In my younger years, learning to deal with depression, I a really good at seeing through the fog.
This is the first time in my life where the other side is clearer than the present.
The other side doens't hold hope or possibility. It only shows my failure at being a good human being to a person who loved me from the bottom of his heart. It shows me a life that I really don't want anymore. I wish I could bestow my good health on someone who wants to live and die for that person.
Hey, my depression a self-loathing drove my wife away. When that happeded I lost my proverbeal sh!t in a BIG way! I stood on that ledge just eight weeks ago - I came sooo close. Now with the help of the folks here, my shrink, my fiends, and Prozac I still hurt but it is so much different now. Listen to 25. There is no shame in this. Just like Yoda says (lol) - "do or do not, there is no try". yeah i'm a geek..
You will get through this. This venue is tough. Wish I could be there in person for ya.
Something else - I have been a ranger for the national park service for just over twenty years now. Every day we get something called the morning report - a list of calamities throughout the national park system. Accidents with fatalaties etc..
Most common, by far, are suicides. I have worked three myself. That has helped me in a sense. As bad as this sounds for me to say - at the end of the day life goes on out there. You WILL NOT be making a point to anybody!
Get outside, pause and breath. Close your eyes and just breath...

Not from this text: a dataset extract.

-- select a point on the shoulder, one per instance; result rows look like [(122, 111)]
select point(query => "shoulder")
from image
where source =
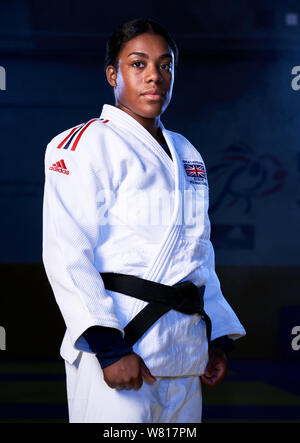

You will get past this and we are all here to make sure you do.
Me: 44 Bomb: 11/27/11 Divorced:6/12 Life goes on: 6/13
See this is the problem GM, I don't think this is a temp solution anymore. IT IS TEMPORARY...you are letting this man have all your power. Are you a believer in God? I don't recall but if you have a belief in Him or a higher power or a positive loving force in the universe, lean into that and let it start to heal you. Get help. You can always do yourself harm LATER but you can't take it back...
In my younger years, learning to deal with depression, I a really good at seeing through the fog.
This is the first time in my life where the other side is clearer than the present. so it's harder this time. We get it. Not fatal or eternal! REACH OUT THERE...right now...
The other side doens't hold hope or possibility. yes it does have hope and possibility. You are not able to SEE that now b/c you are not thinking straight...
It only shows my failure at being a good human being to a person who loved me from the bottom of his heart.
you are revising things too much now...another symptom of not thinking straight..YOU are NOT UNlovable!
It shows me a life that I really don't want anymore. I wish I could bestow my good health on someone who wants to live and die for that person.
You were given a healthy body and mind that is temporarily not functioning as well. You need medical help.
So, 111, get the help. It WILL help.
You WILL FEEL BETTER.
This pain is deep but it's going to end when you get the help. So get it!
M: 57 H: 60 M: 35 yrs S30,D28,D19 H off to Alaska 2006 Recon 7/07- 8/08 *2016* X = "ALASKA 2.0" GROUND HOG DAY I File D 10/16 OW DIV 2/26/2018 X marries OW 5/2016
Thank you everyone. I know suicide is a ...weird topic.
I have suffered from depression my whole life and been in active treatment for 15 years. I am on a drug protocol and in therapy that the army is providing me right now.
This all hit me like a ton of bricks this morning.
Calling 911 I don't want to do because all the neighbors will talk.
And I will continue to hold it together because it would be my Mum who found me as she is my dog walker and will be here MOnday to help me with Boo-Boo, my German Shorthaired Pointer.
I just really really hope you guys are right and that I will look back one day and be glad I'm still around. This is the first time in my life where I feel I truly have nothing to live for.
but if respecting my responsibilities is what keeps me grounded right now? I guess I will take it.